S’agit-il de produire des savoirs immédiatement fonctionnels dans l’entreprise, comme le souhaitent nombre de gouvernants, ou de défendre un projet d’émancipation sociale par la connaissance ? L’énergie des chercheurs doit-elle se concentrer sur des brevets industriels, sur la meilleure rationalisation des tâches dans une institution, ou peut-elle s’employer à montrer les ravages de telle politique de sécurité ou de la concentration des médias ?
Cela vaut également pour le marché de l’édition. Est-il possible de faire exister une pensée qui ne serait pas immédiatement rentable économiquement, car elle reste minoritaire et va contre l’air du temps ? Que valent les connaissances élaborées dans des institutions privées de recherche (les think tanks), dont la principale préoccupation est de défendre les intérêts de leurs bailleurs de fonds ?
Ces questions ne sont pas marginales. La guerre des idées nécessite en effet des infrastructures qui constituent à la fois des lieux de production et les principaux vecteurs de diffusion de la pensée.

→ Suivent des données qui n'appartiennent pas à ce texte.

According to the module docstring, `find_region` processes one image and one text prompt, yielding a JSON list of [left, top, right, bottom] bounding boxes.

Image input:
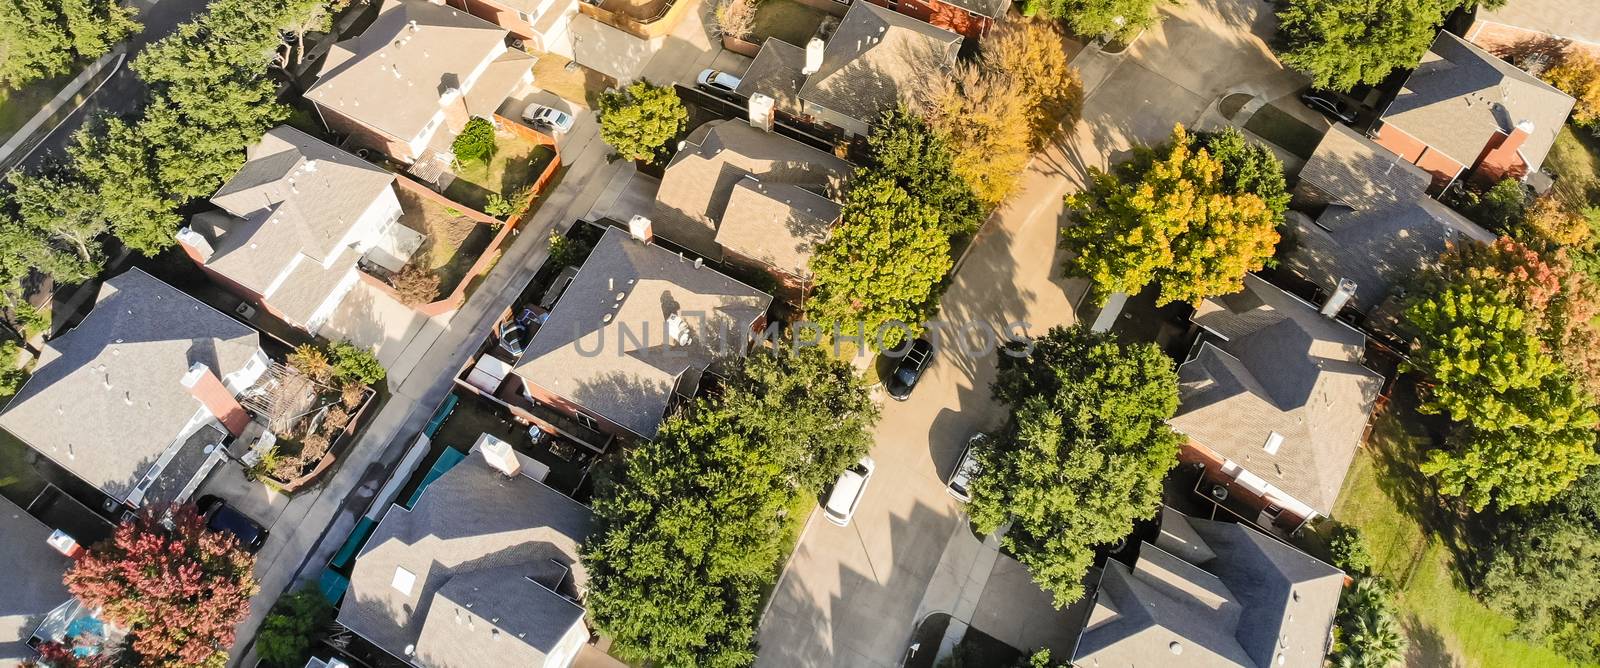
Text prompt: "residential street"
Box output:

Un savant ne devient un intellectuel, disait Jean-Paul Sartre, qu’à partir du moment où il quitte son laboratoire pour élargir son audience au-delà de ses collègues. De là l’importance du contrôle de l’ensemble de ces structures de médiation, qui, par l’enseignement, des livres, des articles ou des notes de synthèse, fournissent à des millions d’individus des grilles de lecture et d’interprétation du monde qui nous entoure.